McCabes News
The collapse of Storm Financial Limited (Storm), a financial advice company based in Townsville, in the wake of the 2008 Global Financial Crisis garnered significant media attention and led to an inquiry and report by a Parliamentary Joint Committee.
Storm was founded by Emmanuel Cassimatis and his wife Julie Cassimatis as a private company initially. At relevant times, Mr and Mrs Cassimatis were the only executive directors of Storm. They also held all of the shares in Storm.
ASIC commenced proceedings in the Federal Court of Australia against Mr and Mrs Cassimatis alleging that they committed a single breach of their duty of care and diligence under s 180(1) of the Corporations Act 2001 (Cth). Section 180(1) is a civil penalty provision.
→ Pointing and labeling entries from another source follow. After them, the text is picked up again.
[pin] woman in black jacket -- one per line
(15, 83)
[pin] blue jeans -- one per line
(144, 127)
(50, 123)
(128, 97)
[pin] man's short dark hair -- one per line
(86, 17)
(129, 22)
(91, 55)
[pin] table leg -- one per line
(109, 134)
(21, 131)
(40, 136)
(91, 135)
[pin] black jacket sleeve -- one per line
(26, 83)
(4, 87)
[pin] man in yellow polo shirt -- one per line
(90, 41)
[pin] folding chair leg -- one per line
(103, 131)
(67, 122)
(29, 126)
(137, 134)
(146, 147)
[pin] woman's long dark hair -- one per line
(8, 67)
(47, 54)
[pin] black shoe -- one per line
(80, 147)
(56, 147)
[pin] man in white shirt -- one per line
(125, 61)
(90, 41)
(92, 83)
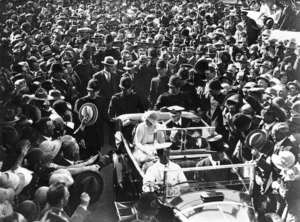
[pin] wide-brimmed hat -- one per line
(216, 143)
(61, 176)
(256, 139)
(40, 94)
(89, 112)
(129, 65)
(29, 209)
(151, 116)
(284, 160)
(55, 94)
(235, 98)
(267, 64)
(109, 60)
(89, 182)
(10, 116)
(50, 147)
(148, 204)
(294, 83)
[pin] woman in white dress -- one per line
(144, 146)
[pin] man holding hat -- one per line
(154, 176)
(92, 114)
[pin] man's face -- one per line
(262, 83)
(161, 72)
(293, 90)
(175, 116)
(49, 129)
(175, 51)
(209, 75)
(174, 90)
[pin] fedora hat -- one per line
(201, 65)
(148, 204)
(291, 44)
(235, 98)
(109, 60)
(129, 65)
(265, 77)
(216, 143)
(29, 209)
(10, 117)
(40, 94)
(151, 116)
(55, 94)
(89, 112)
(284, 160)
(61, 176)
(50, 147)
(89, 182)
(143, 59)
(256, 139)
(294, 83)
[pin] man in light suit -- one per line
(109, 81)
(177, 59)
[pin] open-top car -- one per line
(198, 200)
(189, 145)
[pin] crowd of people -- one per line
(69, 69)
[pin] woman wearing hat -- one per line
(144, 137)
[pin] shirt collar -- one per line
(214, 163)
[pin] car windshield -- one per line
(218, 192)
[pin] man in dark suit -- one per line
(177, 59)
(216, 158)
(108, 80)
(177, 121)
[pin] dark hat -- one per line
(10, 117)
(10, 135)
(109, 60)
(125, 82)
(234, 98)
(240, 120)
(86, 54)
(109, 38)
(183, 74)
(294, 83)
(56, 67)
(40, 94)
(215, 84)
(201, 65)
(256, 139)
(152, 53)
(93, 85)
(55, 94)
(129, 65)
(175, 81)
(29, 209)
(61, 106)
(185, 32)
(89, 182)
(161, 64)
(216, 143)
(148, 204)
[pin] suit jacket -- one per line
(213, 175)
(107, 88)
(181, 60)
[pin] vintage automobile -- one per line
(128, 175)
(194, 200)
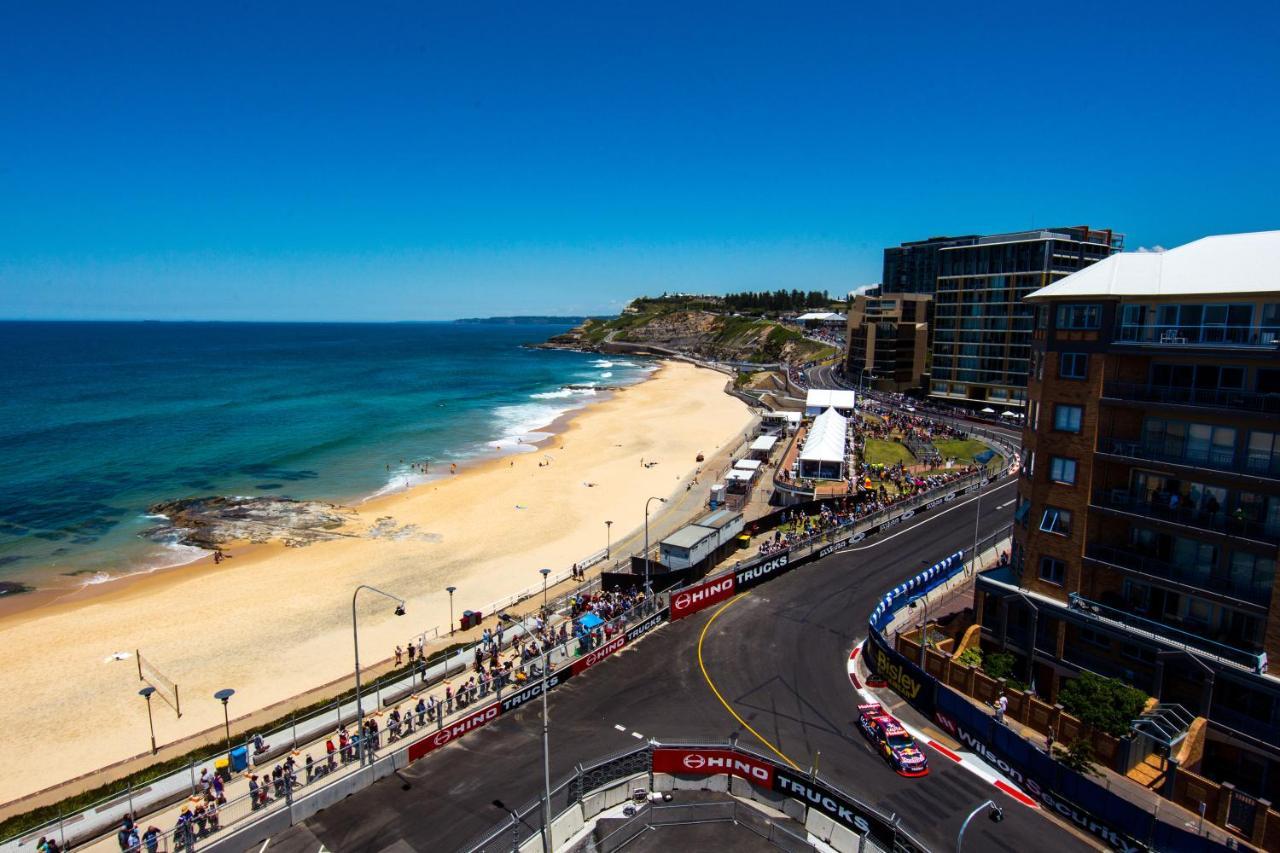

It provides that:
“A director or other officer of a corporation must exercise their powers and discharge their duties with the degree of care and diligence that a reasonable person would exercise if they:
On 26 August 2016, Edelman J delivered judgment against Mr and Mrs Cassimatis on the issue of liability: Australian Securities and Investments Commission v Cassimatis (No 8) [2016] FCA 1023.
The judgment provides a useful reminder as to the content of the duty under s 180(1) and the applicable principles.
ASIC presented its case against Mr and Mrs Cassamatis on the basis that they breached s 180(1) by causing and/or permitting Storm to provide advice to particular investors in accordance with the “Storm model” in a manner which caused Storm to actually contravene certain sections of the Corporations Act, including s 945A(1). That provision, which was repealed in 2012, required that a financial services licensee such as Storm must only provide advice to a client if (amongst other things):
Edelman J said that “ASIC set a high bar for itself to establish liability”, to the extent that he had “serious doubt whether an actual breach by a corporation is a necessary requirement for breach of s 180(1)”. His Honour nevertheless proceeded on that basis because it was the way that the parties had conducted their case.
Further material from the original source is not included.